With the arrival of these innovations, the importance of digital literacy and financial literacy must be highlighted. We cannot assume that people simply know how to operate these technologies, especially people in low-income households living in rural areas. A lot of people are hesitant to use technology for financial transactions because of the lack of physicality of operating digitally. To assure their worries about using financial technology, promoting digital and financial literacy will assuage them. 

Digital literacy is the ability to use digital technology to find, evaluate, and create information in various digital platforms, while financial literacy is the ability to make informed financial choices regarding saving, investing, borrowing, etc. 

When combined, there is digital financial literacy. This is awareness of digital financial risks and knowledge of digital financial products and services.
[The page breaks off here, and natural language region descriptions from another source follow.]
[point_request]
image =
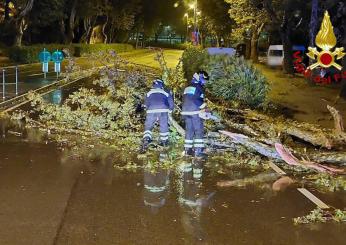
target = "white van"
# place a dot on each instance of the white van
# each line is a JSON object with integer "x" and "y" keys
{"x": 275, "y": 55}
{"x": 222, "y": 51}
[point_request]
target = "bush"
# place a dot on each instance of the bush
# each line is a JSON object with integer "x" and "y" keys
{"x": 234, "y": 79}
{"x": 29, "y": 54}
{"x": 86, "y": 49}
{"x": 181, "y": 46}
{"x": 193, "y": 59}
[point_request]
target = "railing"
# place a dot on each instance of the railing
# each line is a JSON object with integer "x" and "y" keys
{"x": 5, "y": 84}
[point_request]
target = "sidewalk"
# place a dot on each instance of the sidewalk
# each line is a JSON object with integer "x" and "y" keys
{"x": 302, "y": 101}
{"x": 31, "y": 76}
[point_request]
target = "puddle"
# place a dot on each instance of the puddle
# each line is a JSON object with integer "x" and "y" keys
{"x": 47, "y": 197}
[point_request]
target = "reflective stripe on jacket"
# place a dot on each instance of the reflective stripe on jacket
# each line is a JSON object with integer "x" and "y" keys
{"x": 193, "y": 100}
{"x": 159, "y": 101}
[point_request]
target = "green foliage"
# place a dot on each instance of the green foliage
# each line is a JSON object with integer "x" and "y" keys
{"x": 109, "y": 109}
{"x": 235, "y": 80}
{"x": 321, "y": 216}
{"x": 181, "y": 46}
{"x": 173, "y": 78}
{"x": 29, "y": 54}
{"x": 193, "y": 60}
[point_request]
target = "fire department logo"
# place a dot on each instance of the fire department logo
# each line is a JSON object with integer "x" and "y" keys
{"x": 326, "y": 41}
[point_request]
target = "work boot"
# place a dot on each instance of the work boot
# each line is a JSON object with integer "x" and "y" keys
{"x": 199, "y": 153}
{"x": 145, "y": 145}
{"x": 188, "y": 152}
{"x": 164, "y": 143}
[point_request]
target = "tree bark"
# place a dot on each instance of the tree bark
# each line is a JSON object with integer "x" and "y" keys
{"x": 20, "y": 26}
{"x": 254, "y": 43}
{"x": 20, "y": 22}
{"x": 71, "y": 22}
{"x": 313, "y": 22}
{"x": 287, "y": 45}
{"x": 7, "y": 9}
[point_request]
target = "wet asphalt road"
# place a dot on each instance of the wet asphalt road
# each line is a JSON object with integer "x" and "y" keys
{"x": 49, "y": 197}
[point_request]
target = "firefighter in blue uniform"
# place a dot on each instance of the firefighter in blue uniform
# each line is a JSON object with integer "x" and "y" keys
{"x": 193, "y": 105}
{"x": 159, "y": 103}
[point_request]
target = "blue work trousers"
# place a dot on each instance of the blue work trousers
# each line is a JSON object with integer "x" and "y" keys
{"x": 150, "y": 122}
{"x": 194, "y": 135}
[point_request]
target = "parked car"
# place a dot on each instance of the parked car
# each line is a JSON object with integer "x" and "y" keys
{"x": 221, "y": 51}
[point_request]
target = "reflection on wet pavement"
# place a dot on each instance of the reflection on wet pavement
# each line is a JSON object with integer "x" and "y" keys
{"x": 47, "y": 197}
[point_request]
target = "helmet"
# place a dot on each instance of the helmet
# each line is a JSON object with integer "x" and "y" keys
{"x": 201, "y": 77}
{"x": 158, "y": 83}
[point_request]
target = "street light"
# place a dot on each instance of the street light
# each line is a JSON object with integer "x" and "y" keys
{"x": 186, "y": 15}
{"x": 195, "y": 6}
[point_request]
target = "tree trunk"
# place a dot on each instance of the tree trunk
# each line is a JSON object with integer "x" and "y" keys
{"x": 20, "y": 25}
{"x": 63, "y": 30}
{"x": 20, "y": 22}
{"x": 287, "y": 44}
{"x": 313, "y": 22}
{"x": 254, "y": 43}
{"x": 72, "y": 19}
{"x": 7, "y": 9}
{"x": 104, "y": 30}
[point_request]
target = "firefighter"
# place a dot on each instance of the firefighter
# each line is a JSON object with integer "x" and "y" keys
{"x": 193, "y": 106}
{"x": 159, "y": 103}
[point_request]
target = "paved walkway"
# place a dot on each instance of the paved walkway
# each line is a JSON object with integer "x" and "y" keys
{"x": 31, "y": 76}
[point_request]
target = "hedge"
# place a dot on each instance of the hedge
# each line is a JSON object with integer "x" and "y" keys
{"x": 29, "y": 54}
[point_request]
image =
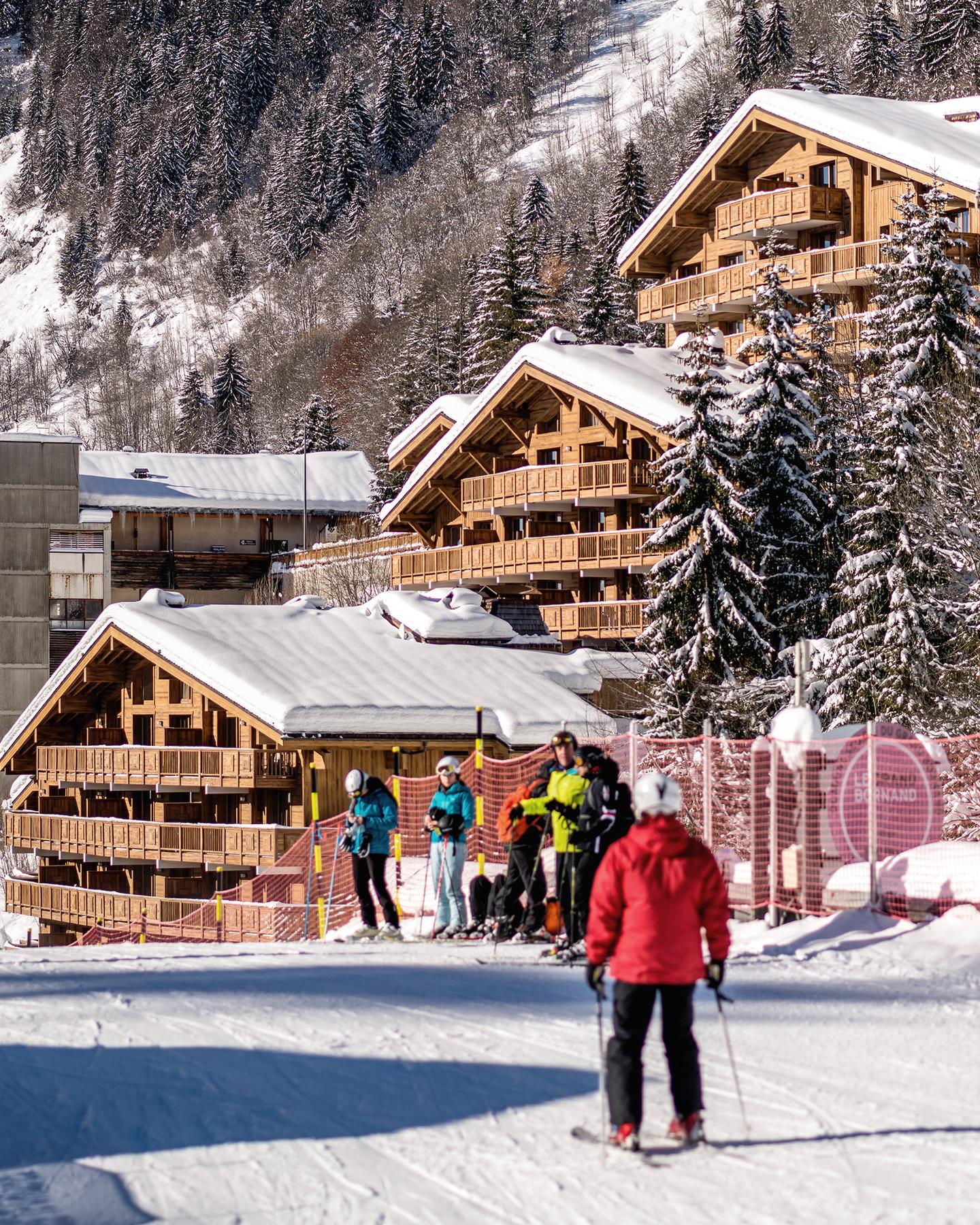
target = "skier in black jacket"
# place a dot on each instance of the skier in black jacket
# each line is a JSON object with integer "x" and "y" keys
{"x": 604, "y": 817}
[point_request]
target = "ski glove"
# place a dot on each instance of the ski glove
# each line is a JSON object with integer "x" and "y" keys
{"x": 594, "y": 975}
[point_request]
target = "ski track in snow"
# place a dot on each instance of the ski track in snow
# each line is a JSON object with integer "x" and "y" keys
{"x": 410, "y": 1084}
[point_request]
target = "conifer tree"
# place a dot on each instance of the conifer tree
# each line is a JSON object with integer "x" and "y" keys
{"x": 195, "y": 419}
{"x": 892, "y": 637}
{"x": 778, "y": 416}
{"x": 876, "y": 54}
{"x": 706, "y": 630}
{"x": 776, "y": 47}
{"x": 630, "y": 202}
{"x": 232, "y": 404}
{"x": 315, "y": 427}
{"x": 747, "y": 42}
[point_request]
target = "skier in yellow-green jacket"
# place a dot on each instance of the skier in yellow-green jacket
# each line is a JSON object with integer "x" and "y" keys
{"x": 563, "y": 799}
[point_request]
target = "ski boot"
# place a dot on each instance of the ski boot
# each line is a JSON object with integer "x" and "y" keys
{"x": 689, "y": 1131}
{"x": 625, "y": 1136}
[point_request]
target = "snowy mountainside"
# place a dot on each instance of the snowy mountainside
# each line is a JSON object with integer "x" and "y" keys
{"x": 642, "y": 59}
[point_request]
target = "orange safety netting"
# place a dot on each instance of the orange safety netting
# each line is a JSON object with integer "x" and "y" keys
{"x": 796, "y": 826}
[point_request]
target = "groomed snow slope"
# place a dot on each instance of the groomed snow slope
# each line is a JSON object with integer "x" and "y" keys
{"x": 341, "y": 1083}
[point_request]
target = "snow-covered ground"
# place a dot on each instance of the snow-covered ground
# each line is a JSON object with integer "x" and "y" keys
{"x": 642, "y": 56}
{"x": 349, "y": 1083}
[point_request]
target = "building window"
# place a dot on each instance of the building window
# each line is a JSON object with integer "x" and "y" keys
{"x": 73, "y": 614}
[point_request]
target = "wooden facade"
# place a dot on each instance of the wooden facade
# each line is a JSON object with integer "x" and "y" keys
{"x": 832, "y": 203}
{"x": 151, "y": 790}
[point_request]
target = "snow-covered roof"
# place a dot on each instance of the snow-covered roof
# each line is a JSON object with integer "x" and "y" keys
{"x": 451, "y": 614}
{"x": 634, "y": 378}
{"x": 917, "y": 135}
{"x": 453, "y": 406}
{"x": 309, "y": 670}
{"x": 337, "y": 482}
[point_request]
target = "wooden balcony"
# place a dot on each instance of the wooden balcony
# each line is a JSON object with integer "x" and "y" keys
{"x": 608, "y": 619}
{"x": 97, "y": 838}
{"x": 789, "y": 208}
{"x": 559, "y": 485}
{"x": 532, "y": 557}
{"x": 131, "y": 912}
{"x": 833, "y": 270}
{"x": 113, "y": 768}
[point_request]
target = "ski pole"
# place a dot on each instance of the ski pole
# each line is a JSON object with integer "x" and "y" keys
{"x": 439, "y": 887}
{"x": 722, "y": 1017}
{"x": 332, "y": 877}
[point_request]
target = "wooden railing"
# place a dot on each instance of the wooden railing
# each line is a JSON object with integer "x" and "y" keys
{"x": 185, "y": 768}
{"x": 134, "y": 912}
{"x": 609, "y": 619}
{"x": 108, "y": 838}
{"x": 559, "y": 483}
{"x": 534, "y": 555}
{"x": 851, "y": 263}
{"x": 784, "y": 208}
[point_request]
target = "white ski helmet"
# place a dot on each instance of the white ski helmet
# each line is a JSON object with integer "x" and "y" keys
{"x": 355, "y": 782}
{"x": 655, "y": 796}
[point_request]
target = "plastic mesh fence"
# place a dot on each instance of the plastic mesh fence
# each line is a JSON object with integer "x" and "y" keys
{"x": 794, "y": 826}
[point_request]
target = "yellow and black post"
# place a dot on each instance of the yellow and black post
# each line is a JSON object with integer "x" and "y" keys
{"x": 396, "y": 790}
{"x": 478, "y": 791}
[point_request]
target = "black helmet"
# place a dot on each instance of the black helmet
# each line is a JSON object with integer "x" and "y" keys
{"x": 565, "y": 738}
{"x": 592, "y": 757}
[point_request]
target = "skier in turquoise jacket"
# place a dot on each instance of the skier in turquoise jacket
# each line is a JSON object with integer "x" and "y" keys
{"x": 451, "y": 814}
{"x": 372, "y": 816}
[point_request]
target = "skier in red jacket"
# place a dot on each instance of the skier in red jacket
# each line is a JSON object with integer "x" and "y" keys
{"x": 653, "y": 894}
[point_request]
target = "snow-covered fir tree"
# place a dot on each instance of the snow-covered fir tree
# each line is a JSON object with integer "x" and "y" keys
{"x": 706, "y": 629}
{"x": 232, "y": 404}
{"x": 776, "y": 46}
{"x": 894, "y": 641}
{"x": 747, "y": 42}
{"x": 630, "y": 202}
{"x": 195, "y": 419}
{"x": 876, "y": 55}
{"x": 315, "y": 428}
{"x": 777, "y": 416}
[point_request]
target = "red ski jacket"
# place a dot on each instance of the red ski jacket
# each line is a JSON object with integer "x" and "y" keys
{"x": 655, "y": 891}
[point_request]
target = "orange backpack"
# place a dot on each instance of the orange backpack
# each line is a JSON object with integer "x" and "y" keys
{"x": 508, "y": 830}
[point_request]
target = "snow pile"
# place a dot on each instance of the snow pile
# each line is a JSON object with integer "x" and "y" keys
{"x": 453, "y": 614}
{"x": 337, "y": 482}
{"x": 632, "y": 378}
{"x": 649, "y": 44}
{"x": 306, "y": 670}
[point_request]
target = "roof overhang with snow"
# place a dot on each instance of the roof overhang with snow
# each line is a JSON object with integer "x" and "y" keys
{"x": 337, "y": 483}
{"x": 913, "y": 140}
{"x": 304, "y": 673}
{"x": 630, "y": 381}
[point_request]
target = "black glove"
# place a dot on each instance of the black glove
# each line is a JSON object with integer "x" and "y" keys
{"x": 594, "y": 975}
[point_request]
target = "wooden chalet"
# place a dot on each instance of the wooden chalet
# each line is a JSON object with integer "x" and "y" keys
{"x": 823, "y": 169}
{"x": 543, "y": 487}
{"x": 173, "y": 751}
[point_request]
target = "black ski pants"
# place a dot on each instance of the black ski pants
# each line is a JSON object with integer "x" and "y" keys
{"x": 632, "y": 1011}
{"x": 372, "y": 868}
{"x": 525, "y": 875}
{"x": 570, "y": 894}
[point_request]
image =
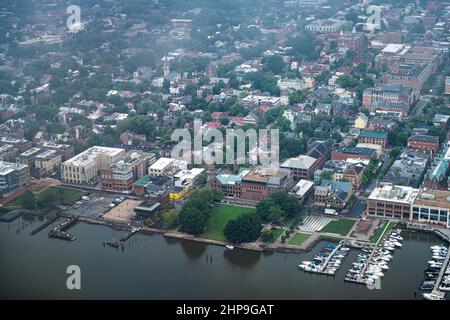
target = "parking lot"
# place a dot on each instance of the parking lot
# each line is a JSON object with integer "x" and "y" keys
{"x": 96, "y": 206}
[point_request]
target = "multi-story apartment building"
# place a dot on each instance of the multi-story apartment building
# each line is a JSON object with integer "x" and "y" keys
{"x": 424, "y": 143}
{"x": 118, "y": 176}
{"x": 345, "y": 153}
{"x": 409, "y": 204}
{"x": 164, "y": 166}
{"x": 85, "y": 167}
{"x": 65, "y": 150}
{"x": 8, "y": 153}
{"x": 13, "y": 176}
{"x": 390, "y": 201}
{"x": 333, "y": 194}
{"x": 259, "y": 183}
{"x": 28, "y": 158}
{"x": 252, "y": 185}
{"x": 384, "y": 94}
{"x": 394, "y": 55}
{"x": 47, "y": 162}
{"x": 409, "y": 75}
{"x": 373, "y": 137}
{"x": 447, "y": 85}
{"x": 329, "y": 25}
{"x": 20, "y": 144}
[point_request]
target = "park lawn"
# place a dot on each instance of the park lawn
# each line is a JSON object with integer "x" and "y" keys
{"x": 381, "y": 231}
{"x": 220, "y": 216}
{"x": 277, "y": 233}
{"x": 299, "y": 238}
{"x": 330, "y": 239}
{"x": 69, "y": 196}
{"x": 342, "y": 226}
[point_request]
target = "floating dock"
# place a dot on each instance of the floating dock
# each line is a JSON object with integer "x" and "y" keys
{"x": 59, "y": 231}
{"x": 43, "y": 226}
{"x": 130, "y": 234}
{"x": 442, "y": 272}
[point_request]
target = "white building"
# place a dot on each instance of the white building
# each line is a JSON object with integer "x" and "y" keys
{"x": 85, "y": 167}
{"x": 164, "y": 166}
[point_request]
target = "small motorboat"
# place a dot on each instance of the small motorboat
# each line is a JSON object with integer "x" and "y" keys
{"x": 434, "y": 296}
{"x": 427, "y": 285}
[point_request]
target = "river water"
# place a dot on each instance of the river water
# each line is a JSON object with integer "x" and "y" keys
{"x": 154, "y": 267}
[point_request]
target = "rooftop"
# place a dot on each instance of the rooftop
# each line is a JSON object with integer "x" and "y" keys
{"x": 394, "y": 193}
{"x": 433, "y": 198}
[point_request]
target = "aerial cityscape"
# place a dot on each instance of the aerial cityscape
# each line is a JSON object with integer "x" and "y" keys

While one of the benefits of digital financial literacy is that it widens people’s options to conduct banking transactions, understanding how they work can also lower the chances for them to make costly mistakes or become a victim of fraud. 

Both digital and financial literacy are integral components in promoting financial inclusion, which in turn plays a significant role in reducing poverty and lowering income inequality all over the world as it empowers people to become productive concerning their money. Low-income households can grow their money by starting a small business or investing in their children’s education — both of which have long-term positive effects that can last until retirement.